An RBI popout to the third baseman?

Photo by Keith Gillett/Icon Sportswire via Getty Images

Baseball has a way of showing you something you’ve never seen before. Your team plays 162 games, each made up of dozens of plays and hundreds of pitches and countless moments in between, resulting in a daily flood of new data points. There’s always some new and different way that a ball can hop, and just when you think you’ve seen it all, you find out you haven’t.

Oakland A’s fans were treated to one of these novelties on Thursday, and it helped them win a game. The short version is that they scored on a foulout that didn’t even make it past the infield. Here’s how it happened.

The A’s were engaged in a wild battle with the Kansas City Royals, which had seen a couple lead changes, five crooked numbers on the scoreboard, and ultimately 25 hits combined. Oakland held an 8-7 advantage entering the top of the 9th inning, but that lead hardly seemed safe with the way the afternoon had been going. Fortunately, they put together a rally, with singles by Seth Brown and Jurickson Profar and then a sac bunt by Chad Pinder to move them over.

With runners on second and third and one out, Corban Joseph came to the plate, needing only a flyball or maybe a routine grounder to bring home a valuable insurance run. His top skill is not striking out, so despite being the eighth batter in the order he was actually an ideal candidate to at least make contact here. All he had to do was not pop it up in the infield.

On the first pitch, he popped it up in the infield.

Well, not exactly. The ball flew into foul territory, at least offering the chance that it might go out of play and land safely for a souvenir and a relatively harmless Strike 1. But alas, Royals third baseman Cheslor Cuthbert had just enough room, sidling up to the edge of the A’s dugout and reaching in to make an impressive catch. Joseph was out, and he hadn’t hit it far enough to score Brown from third.

But wait, the play wasn’t quite over. Cuthbert had reached so far into the dugout to grab the ball that his momentum took him the rest of the way in, and he hopped down to the bottom of the stairs. That action meant he’d stepped out of play, which allowed the runners to automatically advance a base. Brown trotted home from third, giving the A’s their extra run.

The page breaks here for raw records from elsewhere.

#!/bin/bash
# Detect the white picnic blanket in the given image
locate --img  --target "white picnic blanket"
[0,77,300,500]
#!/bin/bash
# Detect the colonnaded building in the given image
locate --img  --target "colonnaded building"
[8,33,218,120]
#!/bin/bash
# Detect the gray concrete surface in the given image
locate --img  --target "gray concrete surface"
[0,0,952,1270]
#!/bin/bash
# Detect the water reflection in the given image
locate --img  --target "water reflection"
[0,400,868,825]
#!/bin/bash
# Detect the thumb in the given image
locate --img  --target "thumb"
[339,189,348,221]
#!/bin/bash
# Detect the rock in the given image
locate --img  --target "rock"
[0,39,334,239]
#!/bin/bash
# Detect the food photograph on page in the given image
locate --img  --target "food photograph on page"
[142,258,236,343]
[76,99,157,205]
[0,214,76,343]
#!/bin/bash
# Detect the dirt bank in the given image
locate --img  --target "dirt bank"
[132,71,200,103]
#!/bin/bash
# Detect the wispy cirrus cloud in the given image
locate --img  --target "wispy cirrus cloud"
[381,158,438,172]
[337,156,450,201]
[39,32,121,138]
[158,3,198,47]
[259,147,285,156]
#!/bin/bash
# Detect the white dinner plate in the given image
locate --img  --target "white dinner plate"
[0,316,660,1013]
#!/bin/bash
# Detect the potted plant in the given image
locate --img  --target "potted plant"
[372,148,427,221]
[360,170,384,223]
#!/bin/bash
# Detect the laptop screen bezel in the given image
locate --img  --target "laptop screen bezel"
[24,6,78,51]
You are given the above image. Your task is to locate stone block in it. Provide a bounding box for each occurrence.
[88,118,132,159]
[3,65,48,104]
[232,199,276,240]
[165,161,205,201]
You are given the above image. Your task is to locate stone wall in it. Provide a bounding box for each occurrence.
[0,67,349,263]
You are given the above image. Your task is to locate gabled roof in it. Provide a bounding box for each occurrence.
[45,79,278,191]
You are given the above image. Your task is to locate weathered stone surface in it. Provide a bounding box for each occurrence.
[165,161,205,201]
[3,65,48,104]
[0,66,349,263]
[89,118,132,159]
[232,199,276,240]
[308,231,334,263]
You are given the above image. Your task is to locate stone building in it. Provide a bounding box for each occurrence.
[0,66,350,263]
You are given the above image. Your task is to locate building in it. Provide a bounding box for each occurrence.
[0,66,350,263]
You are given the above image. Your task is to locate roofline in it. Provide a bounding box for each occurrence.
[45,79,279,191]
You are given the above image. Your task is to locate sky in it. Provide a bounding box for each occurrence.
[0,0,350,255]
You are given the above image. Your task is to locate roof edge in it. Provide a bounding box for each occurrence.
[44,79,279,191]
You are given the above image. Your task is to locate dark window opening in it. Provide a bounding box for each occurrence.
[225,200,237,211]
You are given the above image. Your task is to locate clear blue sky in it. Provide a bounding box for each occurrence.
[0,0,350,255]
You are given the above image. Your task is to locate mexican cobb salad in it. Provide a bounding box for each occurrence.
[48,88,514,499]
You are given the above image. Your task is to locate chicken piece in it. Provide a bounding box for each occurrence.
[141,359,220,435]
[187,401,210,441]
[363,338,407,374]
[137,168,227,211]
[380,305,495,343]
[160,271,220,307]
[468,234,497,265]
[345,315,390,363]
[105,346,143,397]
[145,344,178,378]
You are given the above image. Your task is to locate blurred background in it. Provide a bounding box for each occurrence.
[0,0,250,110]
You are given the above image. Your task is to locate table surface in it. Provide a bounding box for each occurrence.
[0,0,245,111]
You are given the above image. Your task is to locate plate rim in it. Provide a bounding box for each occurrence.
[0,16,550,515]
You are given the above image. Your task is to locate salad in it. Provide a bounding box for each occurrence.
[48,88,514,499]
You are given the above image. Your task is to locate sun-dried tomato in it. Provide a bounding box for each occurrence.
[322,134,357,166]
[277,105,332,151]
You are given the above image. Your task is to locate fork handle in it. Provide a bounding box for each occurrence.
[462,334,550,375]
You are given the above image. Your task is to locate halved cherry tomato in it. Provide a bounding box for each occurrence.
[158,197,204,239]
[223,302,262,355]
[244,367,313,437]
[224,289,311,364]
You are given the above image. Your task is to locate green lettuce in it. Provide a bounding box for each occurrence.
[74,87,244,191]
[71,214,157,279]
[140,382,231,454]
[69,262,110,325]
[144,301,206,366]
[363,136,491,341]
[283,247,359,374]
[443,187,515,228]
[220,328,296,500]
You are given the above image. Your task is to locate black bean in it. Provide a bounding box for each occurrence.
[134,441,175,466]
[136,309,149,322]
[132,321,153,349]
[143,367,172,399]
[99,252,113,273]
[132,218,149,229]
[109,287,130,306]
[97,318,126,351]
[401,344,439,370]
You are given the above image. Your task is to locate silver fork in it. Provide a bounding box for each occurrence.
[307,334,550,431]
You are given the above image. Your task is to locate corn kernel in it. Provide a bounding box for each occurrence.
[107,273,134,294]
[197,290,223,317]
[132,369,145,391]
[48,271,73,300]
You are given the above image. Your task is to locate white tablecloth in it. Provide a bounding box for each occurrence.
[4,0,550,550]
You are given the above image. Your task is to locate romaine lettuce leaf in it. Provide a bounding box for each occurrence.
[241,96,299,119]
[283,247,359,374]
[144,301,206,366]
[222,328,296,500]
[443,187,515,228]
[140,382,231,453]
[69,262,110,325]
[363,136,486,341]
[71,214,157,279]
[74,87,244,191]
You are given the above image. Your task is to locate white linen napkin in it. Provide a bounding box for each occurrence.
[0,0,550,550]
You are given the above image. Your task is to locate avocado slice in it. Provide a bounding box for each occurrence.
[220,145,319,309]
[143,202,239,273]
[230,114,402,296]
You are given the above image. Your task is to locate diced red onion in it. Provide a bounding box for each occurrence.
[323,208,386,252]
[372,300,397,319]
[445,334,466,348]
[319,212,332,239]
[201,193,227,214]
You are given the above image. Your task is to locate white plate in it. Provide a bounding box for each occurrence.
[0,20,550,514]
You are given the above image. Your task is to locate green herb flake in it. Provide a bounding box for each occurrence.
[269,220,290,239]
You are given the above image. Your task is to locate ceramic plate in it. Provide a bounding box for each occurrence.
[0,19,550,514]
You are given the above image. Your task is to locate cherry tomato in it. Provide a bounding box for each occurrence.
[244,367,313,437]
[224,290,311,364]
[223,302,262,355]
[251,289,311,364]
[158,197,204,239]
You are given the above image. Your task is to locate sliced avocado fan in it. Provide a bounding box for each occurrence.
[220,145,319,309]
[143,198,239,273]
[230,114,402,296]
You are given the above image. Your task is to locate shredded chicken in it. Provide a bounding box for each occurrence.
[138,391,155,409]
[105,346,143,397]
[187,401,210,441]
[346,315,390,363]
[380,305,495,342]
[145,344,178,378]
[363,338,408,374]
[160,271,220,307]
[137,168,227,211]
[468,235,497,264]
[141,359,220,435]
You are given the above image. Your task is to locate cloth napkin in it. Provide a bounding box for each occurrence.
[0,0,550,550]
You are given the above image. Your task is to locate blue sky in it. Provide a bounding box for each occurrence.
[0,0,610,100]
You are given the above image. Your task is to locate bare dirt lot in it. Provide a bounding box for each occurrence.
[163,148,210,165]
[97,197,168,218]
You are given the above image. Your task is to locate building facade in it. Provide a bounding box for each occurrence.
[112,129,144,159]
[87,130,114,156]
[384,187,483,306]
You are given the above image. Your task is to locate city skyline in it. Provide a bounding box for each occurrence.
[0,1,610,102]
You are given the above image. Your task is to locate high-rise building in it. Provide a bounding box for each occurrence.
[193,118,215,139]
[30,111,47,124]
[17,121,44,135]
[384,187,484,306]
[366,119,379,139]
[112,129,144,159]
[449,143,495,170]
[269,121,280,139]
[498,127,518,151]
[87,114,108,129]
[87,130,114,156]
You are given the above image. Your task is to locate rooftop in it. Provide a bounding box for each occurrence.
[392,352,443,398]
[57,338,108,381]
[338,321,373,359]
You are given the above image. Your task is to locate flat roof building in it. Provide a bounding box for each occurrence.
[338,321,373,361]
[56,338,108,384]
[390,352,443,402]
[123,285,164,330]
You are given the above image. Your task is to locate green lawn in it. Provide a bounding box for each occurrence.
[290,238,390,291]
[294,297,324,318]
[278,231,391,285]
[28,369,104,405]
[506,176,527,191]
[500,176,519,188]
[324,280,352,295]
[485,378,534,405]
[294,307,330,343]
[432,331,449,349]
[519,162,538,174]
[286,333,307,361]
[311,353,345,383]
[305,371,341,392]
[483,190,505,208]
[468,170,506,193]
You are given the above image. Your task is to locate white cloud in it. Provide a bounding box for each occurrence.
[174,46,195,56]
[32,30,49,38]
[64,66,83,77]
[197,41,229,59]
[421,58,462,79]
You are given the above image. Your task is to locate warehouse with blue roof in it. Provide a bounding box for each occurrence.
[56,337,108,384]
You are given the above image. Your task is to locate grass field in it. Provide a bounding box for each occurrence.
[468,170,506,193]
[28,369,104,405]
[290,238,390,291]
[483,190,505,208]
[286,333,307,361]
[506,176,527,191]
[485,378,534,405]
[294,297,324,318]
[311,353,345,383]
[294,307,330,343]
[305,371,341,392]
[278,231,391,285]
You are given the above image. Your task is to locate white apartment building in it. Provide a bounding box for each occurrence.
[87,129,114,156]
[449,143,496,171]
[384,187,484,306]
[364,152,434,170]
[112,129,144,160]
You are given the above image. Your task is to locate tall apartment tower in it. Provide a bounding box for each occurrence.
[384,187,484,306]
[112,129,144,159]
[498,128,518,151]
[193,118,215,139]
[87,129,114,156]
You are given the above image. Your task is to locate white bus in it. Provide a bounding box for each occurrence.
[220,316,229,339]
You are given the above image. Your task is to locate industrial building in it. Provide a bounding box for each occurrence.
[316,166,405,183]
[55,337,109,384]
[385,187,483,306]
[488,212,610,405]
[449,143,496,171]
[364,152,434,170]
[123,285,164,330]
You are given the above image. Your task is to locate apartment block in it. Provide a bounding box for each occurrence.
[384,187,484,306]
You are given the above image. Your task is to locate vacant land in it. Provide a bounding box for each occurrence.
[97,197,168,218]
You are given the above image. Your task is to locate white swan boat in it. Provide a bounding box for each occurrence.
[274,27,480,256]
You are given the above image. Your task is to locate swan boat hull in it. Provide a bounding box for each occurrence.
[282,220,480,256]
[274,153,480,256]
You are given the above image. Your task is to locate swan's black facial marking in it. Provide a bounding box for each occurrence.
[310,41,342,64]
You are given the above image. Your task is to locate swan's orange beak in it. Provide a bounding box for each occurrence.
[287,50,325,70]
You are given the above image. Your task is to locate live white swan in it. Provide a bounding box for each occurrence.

What’s more, that extra tally proved to be the difference in the game. The Royals scored one of their own in the bottom of the 9th, which would otherwise have tied things up. But since the A’s now led by two, they were able to absorb that final run and hold on for a 9-8 victory.

Here’s the rule in question, Rule 5.06(b)(3)(C):

Each runner, other than the batter, may without liability to be put out, advance one base when: ... A fielder, after catching a fly ball, steps or falls into any out-of-play area.

It comes with the following clarification comment:

If a fielder, after having made a legal catch, should step or fall into any out-of-play area, the ball is dead and each runner shall advance one base, without liability to be put out, from his last legally touched base at the time the fielder entered such out-of-play area.

It all makes perfect sense. You just rarely if ever see it actually happen, and especially not to score a run, much less a crucial game-changing run. It was even a first for Susan Slusser.

There was no argument from KC, although it came as a surprise to Cuthbert, via insider Martin Gallegos:

“I didn’t know about that rule. Every day you learn something in baseball.”

And that is the story of how Corban Joseph brought home a key run with a foul popup that couldn’t have gone more than 100 feet from the plate. He was credited with an RBI, but not a sac fly. And now there’s one less thing that A’s fans have never seen before.